By Ritvik Carvalho
LONDON (Reuters) - Sterling hit $1.40 against the dollar for the first time in nearly three years on Friday, as analysts continued to bet Britain's quick pace of vaccinations will lead to an economic rebound from the country's worst crash in output in 300 years.
At 0857 GMT, the pound was at $1.4005 against the dollar, up 0.2% on the day. That level was its highest since April 2018.
The pound is the best performing G10 currency this year, up 2.3% against the dollar as investors bet that Britain's quicker pace of vaccinations will lead to a recovery from the worst annual fall in economic output in three centuries.
"My sense is the vaccine currency label attached to the pound is in part behind the move through $1.40," said Neil Jones, head of FX sales, financial institutions at Mizuho Bank.
Reflation trade's big FX winner https://fingfx.thomsonreuters.com/gfx/mkt/qmypmwbznpr/Pasted%20image%201613725889155.png
The pound has also gained more than 3% against the euro this year, with analysts attributing the single currency's weakness to the pound as reflective of other European countries' relatively slower vaccine rollout. On Friday it traded 0.2% lower to the euro at 86.74 pence.
On Monday, UK Prime Minister Boris Johnson is expected to announce the government's next steps in fighting the coronavirus, which may include plans to take Britain out of its third national lockdown.
"The apparent success of its vaccine campaign notwithstanding, we think that the UK government would err on the side of caution," said Valentin Marinov, head of G10 FX research at Credit Agricole in London.
"In turn, this could disappoint FX investors who have been aggressively adding to their GBP longs in anticipation of a more rapid opening up of the UK economy and have pushed the currency into overbought territory."
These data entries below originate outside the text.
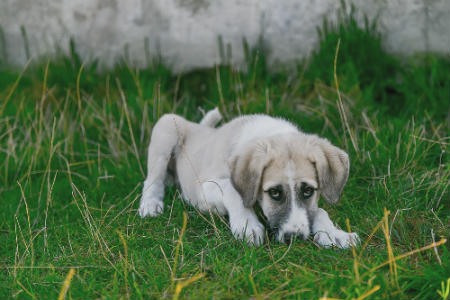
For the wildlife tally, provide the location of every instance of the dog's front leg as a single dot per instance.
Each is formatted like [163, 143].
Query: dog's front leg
[167, 135]
[326, 234]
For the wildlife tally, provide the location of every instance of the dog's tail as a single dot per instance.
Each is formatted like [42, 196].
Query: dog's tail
[211, 118]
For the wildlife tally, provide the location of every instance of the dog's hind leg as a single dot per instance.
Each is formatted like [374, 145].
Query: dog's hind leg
[211, 118]
[167, 135]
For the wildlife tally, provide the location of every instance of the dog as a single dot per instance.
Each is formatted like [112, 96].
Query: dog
[253, 160]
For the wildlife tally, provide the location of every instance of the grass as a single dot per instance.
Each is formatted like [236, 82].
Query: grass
[73, 152]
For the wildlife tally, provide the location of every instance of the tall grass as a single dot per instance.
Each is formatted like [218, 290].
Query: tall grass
[72, 158]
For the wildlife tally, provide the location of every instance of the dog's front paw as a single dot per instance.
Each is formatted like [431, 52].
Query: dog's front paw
[336, 238]
[252, 231]
[151, 208]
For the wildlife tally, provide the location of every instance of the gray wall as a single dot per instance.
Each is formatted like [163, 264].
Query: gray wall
[185, 32]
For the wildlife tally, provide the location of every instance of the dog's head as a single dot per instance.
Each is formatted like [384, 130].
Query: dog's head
[286, 174]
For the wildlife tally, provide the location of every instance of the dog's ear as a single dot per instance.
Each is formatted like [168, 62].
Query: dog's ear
[247, 169]
[332, 165]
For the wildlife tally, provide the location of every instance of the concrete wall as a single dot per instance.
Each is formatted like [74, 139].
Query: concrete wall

Speculators increased their long positions on sterling - bets the currency will increase in value against the dollar - to their highest levels since March 2020 in the week up to last Tuesday, CFTC data shows.
Towards the end of last year, speculators held short positions on the pound as Britain and the EU raced to sign a post-Brexit trade deal.
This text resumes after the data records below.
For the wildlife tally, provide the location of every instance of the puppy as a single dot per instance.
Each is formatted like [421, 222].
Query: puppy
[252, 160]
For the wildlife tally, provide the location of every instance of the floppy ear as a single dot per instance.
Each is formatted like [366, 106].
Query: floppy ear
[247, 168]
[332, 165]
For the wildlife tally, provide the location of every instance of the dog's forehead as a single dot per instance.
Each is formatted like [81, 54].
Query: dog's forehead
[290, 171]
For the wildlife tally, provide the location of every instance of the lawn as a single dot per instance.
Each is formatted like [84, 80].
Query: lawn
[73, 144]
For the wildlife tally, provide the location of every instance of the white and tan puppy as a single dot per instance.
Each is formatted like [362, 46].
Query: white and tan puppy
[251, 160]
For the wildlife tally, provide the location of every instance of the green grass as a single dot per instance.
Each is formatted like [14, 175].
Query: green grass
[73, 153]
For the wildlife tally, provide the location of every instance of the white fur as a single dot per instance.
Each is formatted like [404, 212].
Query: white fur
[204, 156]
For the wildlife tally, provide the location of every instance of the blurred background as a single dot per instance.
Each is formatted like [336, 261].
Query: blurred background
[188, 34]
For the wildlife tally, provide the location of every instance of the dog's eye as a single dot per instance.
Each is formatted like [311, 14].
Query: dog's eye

At $1.40, the pound is about 6% shy of $1.4860 - the level it held a day before the result of the 2016 Brexit referendum was announced.
The currency's fall in the wake of the Brexit vote made imports more expensive, pushing up inflation. Now, the pound's strength could hurt export-heavy companies that form Britain's FTSE 100 index, which earn a majority of their revenue in dollars.
Brexit: a rollercoaster ride for the pound https://fingfx.thomsonreuters.com/gfx/mkt/qmypmwjmnpr/Pasted%20image%201613731023459.png
British retail sales tumbled in January as non-essential shops went back into lockdown, official data showed. Retail sales volumes slumped by 8.2% compared with December, a far bigger fall than the 2.5% decrease forecast in a Reuters poll of economists and the second largest on record.
"The Brexit issue has disappeared and we're now focusing on COVID-19 and how hard the UK economy has been hit," said Niels Christensen, chief analyst, research and risk solutions at Nordea Markets, noting Britain has been hit hardest among OECD countries.
"We are now looking at a more positive outlook for the UK economy. And even though expectations of a rate cut from the Bank of England have not completely disappeared, the risk for that has definitely diminished."
Christensen added that an unwinding of short positions from the end of last year has also benefited sterling.
Money markets as of 1057 GMT on Friday showed no expectations of negative rates from the Bank of England as far out as August 2022.